O primeiro jogo das minhas consolas (Metamorfose)

Há já alguns uns anos, escrevi um artigo sobre o boom do retrogaming, onde enumerei as várias razões para o fenómeno, o qual, ao contrário de muitas vozes, não decresceu. Naturalmente, a nostalgia com que recordamos os bons velhos tempos da nossa infância, tem um poder arrebatador sobre as pessoas que hoje somos. É essa a razão emocional que muitas vezes nos leva a coleccionar, e a voltar a jogar esses hits que nos trouxeram momentos tão felizes.
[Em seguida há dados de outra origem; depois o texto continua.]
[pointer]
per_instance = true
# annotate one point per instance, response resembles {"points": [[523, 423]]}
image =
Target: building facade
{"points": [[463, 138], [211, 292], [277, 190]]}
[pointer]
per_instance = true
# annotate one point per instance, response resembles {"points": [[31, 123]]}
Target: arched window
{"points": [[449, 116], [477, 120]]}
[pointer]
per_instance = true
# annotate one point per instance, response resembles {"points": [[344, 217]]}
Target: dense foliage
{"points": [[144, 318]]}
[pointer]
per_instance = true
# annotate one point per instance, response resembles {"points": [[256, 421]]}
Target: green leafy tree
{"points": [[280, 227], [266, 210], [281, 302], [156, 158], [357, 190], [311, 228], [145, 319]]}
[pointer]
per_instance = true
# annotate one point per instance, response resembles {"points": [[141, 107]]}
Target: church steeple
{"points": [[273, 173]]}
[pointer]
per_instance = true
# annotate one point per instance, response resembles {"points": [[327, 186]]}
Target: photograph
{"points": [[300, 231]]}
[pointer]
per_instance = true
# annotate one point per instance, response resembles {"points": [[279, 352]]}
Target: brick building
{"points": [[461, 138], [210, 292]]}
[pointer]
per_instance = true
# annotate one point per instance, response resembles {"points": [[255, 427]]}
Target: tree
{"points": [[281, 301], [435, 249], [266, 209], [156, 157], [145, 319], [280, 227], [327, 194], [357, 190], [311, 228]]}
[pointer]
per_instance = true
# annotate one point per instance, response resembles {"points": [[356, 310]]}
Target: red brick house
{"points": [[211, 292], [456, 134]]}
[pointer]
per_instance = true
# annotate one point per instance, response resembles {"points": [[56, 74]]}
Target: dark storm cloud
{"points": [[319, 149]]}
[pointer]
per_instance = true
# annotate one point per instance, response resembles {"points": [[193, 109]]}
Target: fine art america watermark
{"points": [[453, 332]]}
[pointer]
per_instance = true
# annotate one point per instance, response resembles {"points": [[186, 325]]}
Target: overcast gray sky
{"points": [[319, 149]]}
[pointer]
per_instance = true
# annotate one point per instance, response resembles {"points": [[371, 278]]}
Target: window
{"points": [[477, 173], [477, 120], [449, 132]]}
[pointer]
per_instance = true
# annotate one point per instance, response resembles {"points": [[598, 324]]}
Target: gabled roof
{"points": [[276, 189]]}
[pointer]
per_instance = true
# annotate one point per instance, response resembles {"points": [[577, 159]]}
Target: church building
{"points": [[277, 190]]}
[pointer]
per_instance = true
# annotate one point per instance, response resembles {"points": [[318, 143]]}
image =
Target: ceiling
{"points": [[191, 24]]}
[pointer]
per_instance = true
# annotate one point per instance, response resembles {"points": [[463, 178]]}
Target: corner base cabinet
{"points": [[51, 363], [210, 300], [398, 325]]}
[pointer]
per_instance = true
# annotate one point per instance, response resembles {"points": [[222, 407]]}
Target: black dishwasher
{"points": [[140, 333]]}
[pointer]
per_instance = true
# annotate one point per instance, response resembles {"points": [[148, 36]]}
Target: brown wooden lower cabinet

Ainda que seja comum não encontrarmos o que havíamos encontrado antes, seja pela ausência do factor surpresa, ou por nos situarmos num espaço/tempo bem diferente daquele em que nos encontrávamos na nossa “primeira” vez. Contudo, ainda que seja muito difícil recriar na perfeição as mesmas condições, há sempre um espectro, um reflexo da experiência original que vem à tona.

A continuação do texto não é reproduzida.